Good people don’t want to be a burden. They don’t want to “put other folks out.”
This is why . . .
Aging parents have trouble allowing their children to do more for them.
The cancer patient struggles to allow church members to come clean her house, because she knows the ladies are busy.
The elder doesn’t want to have a celebration meal and service of recognition for his 30+ years of service when he is stepping down from that role.

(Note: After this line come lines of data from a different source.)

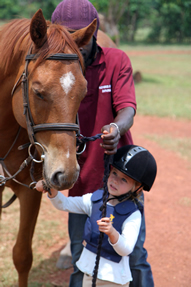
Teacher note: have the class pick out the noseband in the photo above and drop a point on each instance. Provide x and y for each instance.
(32, 128)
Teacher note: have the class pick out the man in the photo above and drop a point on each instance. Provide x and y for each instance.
(109, 107)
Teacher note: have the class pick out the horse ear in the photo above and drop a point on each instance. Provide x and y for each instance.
(38, 29)
(84, 35)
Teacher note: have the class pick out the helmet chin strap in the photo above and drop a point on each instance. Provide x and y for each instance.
(126, 195)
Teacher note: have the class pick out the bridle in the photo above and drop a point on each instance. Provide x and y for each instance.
(32, 128)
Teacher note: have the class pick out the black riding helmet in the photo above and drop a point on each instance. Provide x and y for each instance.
(138, 163)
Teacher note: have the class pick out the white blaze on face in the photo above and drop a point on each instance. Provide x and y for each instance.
(67, 81)
(68, 154)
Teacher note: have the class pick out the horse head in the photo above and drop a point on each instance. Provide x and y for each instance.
(55, 88)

The single mother doesn’t want to depend upon grandmother, but she doesn’t know where else to turn.
A co-worker who doesn’t want to go home and rest allowing the others to pull her slack while she has pneumonia.
Each of these scenarios, and the ones you just thought of in your mind, all struggle with accepting the love and service of others. I want to suggest that it is right for us to carry our own load. Because many in the world do not carry their own load, those who do, struggle with the reverse–letting others share in their burden.
When we have no other way, we will finally allow help, but then we talk the whole time about not wanting it or trying to get them to do less.
There is a line from Ruth that is helpful on this topic. Naomi, Ruth’s mother-in-law, is returning back to her homeland of Israel after the passing of her husband and two sons. She encourages her daughter-in-laws to remain in their homeland of Moab. But Ruth makes that great pledge of allegiance to her that we often quote in weddings saying committing to be with her till death (Ruth 1:16-17). We all know this part of the book, but do we equally know Naomi’s behavior in the next verse? The Bible says, “when Naomi saw that she was determined to go with her, she said no more” (v. 18).
Naomi relented and accepted Ruth’s love and commitment. She didn’t constantly badger her to return. She didn’t wake up everyday feeling like a burden that didn’t deserve such love. She accepted Ruth’s love and they embarked on the challenge of survival together.
Sometimes, when others are determined to love and serve us we need to “say no more.” This will bring so much more joy into the relationship. It will allow the caregiver to serve with joy and feeling like their service is welcome and appreciated. It will allow the receiver to move on and take security in the love and service of the other.
Truthfully, sometimes it is easier to give love than accept love. “Saying no more” is a tough challenge. But you rob the person of a blessing of being able to love you, when you constantly try to get them to stop doing what they want to do. Consider how you like being treated when you try to carry someone else’s burden. So take a lesson from Naomi and “say no more.”